New figures from the British Association of Aesthetic Plastic Surgeons (BAAPS) show the number of cosmetic operations in the last year decreased 9% overall, going from 50,122 surgical procedures in 2013, to 45,406 in 2014.
Some procedures fell considerably more out of favour than others, including breast augmentation.
Although the procedure kept its top place as the most popular surgical procedure, demand for the procedure plunged by almost a quarter (23%) in 12 months.
Breast reductions, increasingly unavailable on the Health Service, went up by 3% for women.
Speaking to The Telegraph, Natasha Devon, founder of the Self-Esteem team, said that the boob job trend of the early 2000s showed how insecure women in the UK were at the time.
"When you look at how breast implants are advertised, women are led to believe that having boob jobs would make them more attractive and popular. But obviously it can’t change that," she said.
Devon went on to say that the decline in the amount of women having boob jobs may be due to women today having more feminist role models than they've ever had before.
"I think people are more realistic now. It’s the social climate. The Sun pulled Page 3 briefly last week, and it all shows there must be something in the social climate that has changed the way people think, especially how women think about themselves," she said.
It wasn't just boob jobs that fell out of favour with women this year.
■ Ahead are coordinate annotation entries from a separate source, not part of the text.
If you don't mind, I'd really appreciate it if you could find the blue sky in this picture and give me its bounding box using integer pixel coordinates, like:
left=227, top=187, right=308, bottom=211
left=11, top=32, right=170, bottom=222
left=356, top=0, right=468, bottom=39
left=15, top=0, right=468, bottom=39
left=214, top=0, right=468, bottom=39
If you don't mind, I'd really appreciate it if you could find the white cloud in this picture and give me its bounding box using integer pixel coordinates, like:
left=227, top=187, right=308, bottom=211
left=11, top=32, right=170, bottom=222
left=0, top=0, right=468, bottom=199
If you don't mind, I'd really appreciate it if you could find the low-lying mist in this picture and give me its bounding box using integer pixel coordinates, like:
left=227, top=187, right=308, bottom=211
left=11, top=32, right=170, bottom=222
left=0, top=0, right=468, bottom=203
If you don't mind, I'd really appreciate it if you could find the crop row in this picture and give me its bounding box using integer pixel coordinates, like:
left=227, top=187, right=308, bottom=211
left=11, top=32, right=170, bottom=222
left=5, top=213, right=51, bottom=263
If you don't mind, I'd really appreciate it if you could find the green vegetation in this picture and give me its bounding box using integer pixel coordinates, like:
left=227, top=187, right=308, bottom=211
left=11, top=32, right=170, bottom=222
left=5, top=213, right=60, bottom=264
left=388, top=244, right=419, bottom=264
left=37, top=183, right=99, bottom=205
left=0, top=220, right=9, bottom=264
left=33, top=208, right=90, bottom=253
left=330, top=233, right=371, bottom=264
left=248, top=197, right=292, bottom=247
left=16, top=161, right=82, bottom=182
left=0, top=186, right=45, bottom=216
Overall, procedures for females decreased by 9%, although surgical liposuction for women increased in popularity by a considerable 10%.
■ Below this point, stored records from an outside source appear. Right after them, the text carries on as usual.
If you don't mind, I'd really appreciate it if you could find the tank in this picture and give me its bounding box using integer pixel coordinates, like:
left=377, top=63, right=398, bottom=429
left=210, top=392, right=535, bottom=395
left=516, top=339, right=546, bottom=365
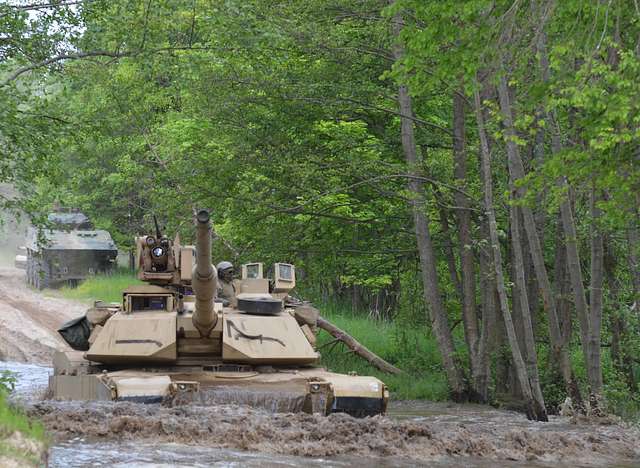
left=20, top=212, right=118, bottom=289
left=49, top=210, right=389, bottom=417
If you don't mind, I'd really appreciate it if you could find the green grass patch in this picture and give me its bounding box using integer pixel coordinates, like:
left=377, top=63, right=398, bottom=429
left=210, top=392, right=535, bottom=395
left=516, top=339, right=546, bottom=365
left=316, top=304, right=448, bottom=401
left=60, top=270, right=142, bottom=302
left=0, top=386, right=49, bottom=466
left=60, top=271, right=448, bottom=400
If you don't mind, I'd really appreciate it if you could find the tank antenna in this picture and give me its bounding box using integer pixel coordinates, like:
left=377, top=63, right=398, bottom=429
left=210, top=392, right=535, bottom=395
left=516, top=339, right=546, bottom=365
left=153, top=215, right=162, bottom=239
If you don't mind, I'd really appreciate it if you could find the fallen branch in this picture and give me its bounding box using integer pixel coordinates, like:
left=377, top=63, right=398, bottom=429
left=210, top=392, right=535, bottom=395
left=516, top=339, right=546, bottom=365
left=318, top=317, right=402, bottom=374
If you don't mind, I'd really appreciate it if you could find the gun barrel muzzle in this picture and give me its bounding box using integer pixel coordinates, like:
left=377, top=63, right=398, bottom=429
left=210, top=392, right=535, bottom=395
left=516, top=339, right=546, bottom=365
left=191, top=210, right=218, bottom=338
Some plastic surgeons have noted that the changing figures regarding cosmetic procedures may be more to do with the country's financial position, than it's perception of the female body.
“The difference between 2013 and 2014 may seem surprising, but the dramatic double-digit rise last year was very clearly a post-austerity ‘boom’, and figures are simply now returning to a more rational level," Rajiv Grover, consultant plastic surgeon and former President of the BAAPS commented on the study.
"Aesthetic preferences naturally evolve over time – 2014 saw men sporting bushy beards and women bushy eyebrows, as well as a number of ‘enhanced’ celebrities downgrade their implant sizes.
"In cosmetic surgery the natural, less-is-more look is definitely on the rise as patients opt to be ‘tweaked’ rather than ‘tucked’.”
Speaking to the BBC, Grover explained that the PIP breast implant scandal from 2012 - where thousands of women were fitted with substandard breast implants made by French firm Poly Implant Prothese - may also partly explain the downward trend in breast augmentation.
"Last year's figures [for 2013] were inflated by the 2012 PIP crisis and a large number of people needed to have implants replaced.
"So breast augmentation figures went up artificially because of the large number of replacements," he said.
The BAAPS research also uncovered a decline in the amount of cosmetic operations being had by men - male procedures decreased by 15% overall.
All male procedures took a tumble with nose jobs, last year’s most popular procedure for men, dropping by 30%.
The ratio of men to women remained the same as previous years however, with male patients still accounting for roughly one in 10 (9%) of all surgical procedures.
The figures in full for men and women combined:
The top ten surgical procedures for men & women for 2013 (total 45,406 – a fall of 9%)
In order of popularity:
Breast augmentation: 8,619 down 23% from last year
Blepharoplasty (eyelids): 7,752 down 1%
Face/Neck Lift: 6,402 up 1%
Breast Reduction: 5,528 up 1%
Liposuction: 4,627 up 7%
Rhinoplasty: 3,690 down 24%
Fat Transfer: 3,155 down 4%
Abdominoplasty: 2,713 down 20%
Browlift: 1,978 down 7%
Otoplasty (ear correction): 942 down 20%
BAAPS say the overall decline may be a sign that both men and women are doing their research, taking their time when considering cosmetic surgery and looking into non-surgical alternatives.
This measured approach to surgery, whatever its root cause, can only be a good thing.